An extraordinary level of human effort is required to meet these demands. In addition to the KYC platform requirements, transaction monitoring can generate more than 1,000 alerts every day for a large bank. If each one of these alerts takes an hour to investigate, a bank will need 133 employees working full-time just to cover this aspect of compliance alone.

The cost is staggering.

In 2016, global expenditures on financial crime compliance by top-tier banking and capital markets firms reached a record breaking US$32b – a figure currently projected to rise to US$36.8b by 2018.

This is not just expensive — it’s incredibly inefficient. Of the alerts reviewed each day, around 80% are typically quickly found to be benign. The remaining 20% go to the next level of investigation, which takes more time. Of these, another 15–19% are not suspicious.

In an EY survey of financial institutions in Singapore and Hong Kong last year, 87% of respondents said their AML operations were not cost efficient.

Data analytics and robotics offer clear opportunities to get costs under control

The two most common solutions for improving AML cost efficiency our banking clients are working on are:

  • Data analytics. Compliance teams can use advanced data analytics to automatically monitor watch-lists, transactional activity and adverse media screening, enabling firms to proactively identify risks and opportunities. Analytical tools and visualisation software give stakeholders fast insight into what’s really going on with a particular account.
  • Robotics process automation (RPA).

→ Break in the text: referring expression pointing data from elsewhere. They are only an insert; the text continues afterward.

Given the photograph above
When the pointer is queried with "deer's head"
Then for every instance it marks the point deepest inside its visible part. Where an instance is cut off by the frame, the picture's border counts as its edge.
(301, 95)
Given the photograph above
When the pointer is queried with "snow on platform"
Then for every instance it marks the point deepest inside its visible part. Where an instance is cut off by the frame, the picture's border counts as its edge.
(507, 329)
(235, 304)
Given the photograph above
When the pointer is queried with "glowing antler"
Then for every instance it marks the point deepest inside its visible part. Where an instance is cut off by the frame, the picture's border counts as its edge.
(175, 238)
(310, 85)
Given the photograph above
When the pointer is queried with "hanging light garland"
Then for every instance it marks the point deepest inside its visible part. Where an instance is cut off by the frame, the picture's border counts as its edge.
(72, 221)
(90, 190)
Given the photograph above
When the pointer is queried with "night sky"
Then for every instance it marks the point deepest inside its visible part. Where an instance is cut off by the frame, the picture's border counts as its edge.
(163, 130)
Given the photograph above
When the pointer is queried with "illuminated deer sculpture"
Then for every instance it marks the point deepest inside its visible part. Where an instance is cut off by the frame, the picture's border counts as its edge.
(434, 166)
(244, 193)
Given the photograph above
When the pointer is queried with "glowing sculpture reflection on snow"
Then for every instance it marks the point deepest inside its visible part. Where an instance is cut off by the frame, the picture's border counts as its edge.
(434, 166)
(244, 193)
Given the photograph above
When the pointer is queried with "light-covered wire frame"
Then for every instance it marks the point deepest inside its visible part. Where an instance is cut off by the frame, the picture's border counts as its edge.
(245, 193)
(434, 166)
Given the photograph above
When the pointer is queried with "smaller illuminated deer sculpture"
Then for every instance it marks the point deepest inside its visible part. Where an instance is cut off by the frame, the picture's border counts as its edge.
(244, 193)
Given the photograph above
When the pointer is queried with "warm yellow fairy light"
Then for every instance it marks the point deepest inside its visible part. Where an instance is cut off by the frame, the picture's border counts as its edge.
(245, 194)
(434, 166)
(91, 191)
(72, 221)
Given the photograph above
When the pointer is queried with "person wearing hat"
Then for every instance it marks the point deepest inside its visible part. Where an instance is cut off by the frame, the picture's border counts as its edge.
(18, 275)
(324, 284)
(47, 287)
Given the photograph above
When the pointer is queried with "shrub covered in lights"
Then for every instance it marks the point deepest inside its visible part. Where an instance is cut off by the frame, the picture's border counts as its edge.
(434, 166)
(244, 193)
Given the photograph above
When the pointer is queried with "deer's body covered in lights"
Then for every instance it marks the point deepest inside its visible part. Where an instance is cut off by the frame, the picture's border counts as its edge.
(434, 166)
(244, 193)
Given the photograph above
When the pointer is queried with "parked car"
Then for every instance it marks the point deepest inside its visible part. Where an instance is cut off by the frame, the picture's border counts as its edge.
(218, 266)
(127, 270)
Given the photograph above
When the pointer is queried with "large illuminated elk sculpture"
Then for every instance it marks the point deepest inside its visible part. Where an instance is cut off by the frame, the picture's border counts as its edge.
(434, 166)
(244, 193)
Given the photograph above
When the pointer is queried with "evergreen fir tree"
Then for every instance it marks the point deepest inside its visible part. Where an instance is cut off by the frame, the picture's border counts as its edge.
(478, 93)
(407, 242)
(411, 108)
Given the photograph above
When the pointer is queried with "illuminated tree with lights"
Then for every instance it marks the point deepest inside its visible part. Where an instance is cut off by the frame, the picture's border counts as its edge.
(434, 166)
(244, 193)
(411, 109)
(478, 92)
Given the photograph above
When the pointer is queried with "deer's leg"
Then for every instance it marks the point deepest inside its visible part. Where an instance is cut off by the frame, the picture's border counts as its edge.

RPA can pull information from multiple bank systems, automating the vast majority of tasks required for initial investigations of transaction monitoring alerts. In addition, RPA is based on a step-by-step process flow that obtains internal and external publicly available documentation to complete a KYC file, thereby reducing onboarding and periodic review times while enhancing customer experience.

Harnessing analytics for alert triage

By applying advanced analytics to its transaction alert output, for example, a large US institution substantially reduced false positives.

The new system analysed Level 1 alerts for correlations against established true positives, and then escalated any matches. This also cut costs, since the volume of cases escalated for human review and investigation decreased by 46%.

In a proof-of-value exercise for a global bank interested in name screening alert triage, we identified the potential for false positives reductions of more than 80% across sanctions and politically exposed persons (PEP) alerts – along with the reduced risk of missed true matches.

We calculated that the bank could save up to US$120m over three years, enabling around 800 operational staff to be deployed to higher-value tasks.

Using RPA in screening investigations and KYC

RPA can be easily applied to automate repetitive, clerical processes within a screening function based on the decision rules defined by business and operation. Banks can also robotically preprocess negative news searches and collect customer information from external systems to screen individuals and organisations. The software then creates dockets in a standardised format for analysts to review easily and quickly.

We have worked with a top-tier bank to implement RPA in the information gathering stage of transaction monitoring alerts, leading to reduction of 70% in the time to process a Level 1 alerts.

RPA can significantly reduce the time it takes to complete a KYC review, while improving cost- effectiveness.

When we helped an international financial institution to remediate a backlog of 9,000 enhanced due diligence cases, our client estimated the remediation required an average of 22 hours per case. The total effort to clear the backlog was around 200,000 hours. Automating just 11 of the 16 process steps with RPA enabled the client to cut the cycle time in half.

Conclusion

Banks need to harness data analytics and RPA in numerous processes within the financial crime control framework, including:

  • KYC due diligence and client on-/off-boarding
  • AML transaction monitoring alert investigations
  • Name screening for sanctions and PEP investigations
  • Adverse press investigations
  • Payment screening for sanctions investigations
  • Source of wealth reviews
  • Linking accounts across the institution inclusive of all markets and segments to create a one-client view

The only question is whether they should start with a blend of small incremental steps or large-scale initiatives. Either way, the days of trying to manage AML and KYC compliance efforts with purely human resources are over.